Our last question comes from the line of Claudio Aspesi with Bernstein. Please go ahead.

Claudio Aspesi

Analyst · Bernstein. Please go ahead

Yes, good morning. A quick question on your legal solution business, can you help us how much of the growth is volume and how much is pricing? And more broadly, if you step back, how much more growth can this business accomplish on the volume basis? I assume you're also able to raise the prices over the years but can we expect growth rates like this going forward or at some point you start to run against the duration and competitive issues?

Stephane Bello

CFO

Yes, Claudio, it's Stephane. Thank you for your question and good morning.
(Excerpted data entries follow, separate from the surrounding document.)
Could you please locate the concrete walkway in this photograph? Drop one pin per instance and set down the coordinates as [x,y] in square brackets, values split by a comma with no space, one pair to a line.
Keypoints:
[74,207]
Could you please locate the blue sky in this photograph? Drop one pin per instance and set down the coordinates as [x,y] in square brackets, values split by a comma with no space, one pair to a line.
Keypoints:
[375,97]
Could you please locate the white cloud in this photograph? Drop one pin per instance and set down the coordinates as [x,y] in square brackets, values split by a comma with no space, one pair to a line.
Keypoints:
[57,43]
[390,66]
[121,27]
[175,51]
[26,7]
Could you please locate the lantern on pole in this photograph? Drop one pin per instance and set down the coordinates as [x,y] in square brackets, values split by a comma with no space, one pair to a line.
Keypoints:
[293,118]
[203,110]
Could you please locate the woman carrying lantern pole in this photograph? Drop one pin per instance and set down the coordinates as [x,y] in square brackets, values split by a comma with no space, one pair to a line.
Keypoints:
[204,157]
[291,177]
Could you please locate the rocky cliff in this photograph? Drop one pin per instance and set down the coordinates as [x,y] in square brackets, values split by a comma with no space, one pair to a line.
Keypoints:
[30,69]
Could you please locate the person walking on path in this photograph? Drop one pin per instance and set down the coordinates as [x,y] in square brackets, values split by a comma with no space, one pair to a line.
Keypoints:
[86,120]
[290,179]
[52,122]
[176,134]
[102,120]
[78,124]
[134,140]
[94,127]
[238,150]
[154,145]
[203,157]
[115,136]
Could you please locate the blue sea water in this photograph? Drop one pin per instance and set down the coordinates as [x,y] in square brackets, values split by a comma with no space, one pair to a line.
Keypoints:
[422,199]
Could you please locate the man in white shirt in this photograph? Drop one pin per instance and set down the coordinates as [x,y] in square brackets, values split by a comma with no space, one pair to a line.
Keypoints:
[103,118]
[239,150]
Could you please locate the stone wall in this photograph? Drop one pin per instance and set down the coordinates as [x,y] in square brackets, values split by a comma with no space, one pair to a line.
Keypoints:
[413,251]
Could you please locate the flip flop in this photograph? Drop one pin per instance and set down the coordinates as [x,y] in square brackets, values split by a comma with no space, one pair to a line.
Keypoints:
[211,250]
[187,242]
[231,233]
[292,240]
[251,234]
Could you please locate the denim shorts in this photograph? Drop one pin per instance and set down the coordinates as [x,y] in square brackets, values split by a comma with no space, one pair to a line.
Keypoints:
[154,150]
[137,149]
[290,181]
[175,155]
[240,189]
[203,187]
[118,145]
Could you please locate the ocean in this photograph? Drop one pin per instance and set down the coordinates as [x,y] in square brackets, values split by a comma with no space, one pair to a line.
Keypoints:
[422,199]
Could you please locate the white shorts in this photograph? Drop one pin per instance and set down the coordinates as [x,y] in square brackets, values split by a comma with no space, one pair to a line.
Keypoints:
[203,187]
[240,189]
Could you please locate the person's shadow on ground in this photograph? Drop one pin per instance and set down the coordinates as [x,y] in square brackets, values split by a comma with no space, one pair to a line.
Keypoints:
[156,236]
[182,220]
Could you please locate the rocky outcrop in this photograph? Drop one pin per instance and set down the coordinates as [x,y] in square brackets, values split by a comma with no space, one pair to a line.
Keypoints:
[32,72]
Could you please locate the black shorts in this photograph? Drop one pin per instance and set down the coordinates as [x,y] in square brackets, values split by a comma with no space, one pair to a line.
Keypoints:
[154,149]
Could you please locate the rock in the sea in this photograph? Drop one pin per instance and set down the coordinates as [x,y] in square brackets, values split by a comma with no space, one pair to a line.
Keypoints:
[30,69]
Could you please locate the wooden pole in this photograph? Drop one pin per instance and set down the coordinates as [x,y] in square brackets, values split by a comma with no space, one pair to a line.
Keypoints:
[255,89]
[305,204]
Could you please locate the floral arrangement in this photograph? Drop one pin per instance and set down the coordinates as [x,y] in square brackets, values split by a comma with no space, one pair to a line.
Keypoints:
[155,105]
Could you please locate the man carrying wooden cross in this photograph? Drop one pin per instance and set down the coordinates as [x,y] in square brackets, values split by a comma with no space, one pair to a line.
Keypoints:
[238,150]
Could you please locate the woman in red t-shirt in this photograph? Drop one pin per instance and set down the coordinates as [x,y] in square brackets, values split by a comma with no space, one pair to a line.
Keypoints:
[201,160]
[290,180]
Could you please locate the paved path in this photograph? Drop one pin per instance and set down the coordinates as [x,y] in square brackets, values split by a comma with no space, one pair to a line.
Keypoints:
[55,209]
I will say the majority of the growth comes from volume more than price at this point in time. And this is really not one business, it's a series of businesses; it includes businesses like Fine Law, that serve all small law firms or Elite, that serves our larger law firm or [indiscernible] that will serve primarily corporate counsels. And I would say at any point in time, there is always going to be one of these businesses that doesn't perform at the same level as what we would call. So two years ago, our business in Latin America probably were a little bit underperforming but the solution businesses in hold deliver like 5% organic growth last year. I would say probably a fine law business didn't deliver as much as we would hope but yet in aggregate the businesses did over 6% organic growth rate. So going forward, I would expect a bit more of the same. There is always going to be one part of the business that may not run perfectly but the strength of the business and the market potential that we still see, we believe it should enable us to, in aggregate, continue to deliver the kind of growth rate we've delivered over the last couple of years. And as Jim mentioned in his remarks, right, these are exactly the businesses behind which we're putting investments.

Claudio Aspesi

Analyst · Bernstein. Please go ahead

Alright, thank you.

Frank Golden

Operator

Okay. That will be our final question and that concludes our call. And we would like to thank you very much for joining us for the fourth quarter call. And we'll speak to you again in April on the Q1 results.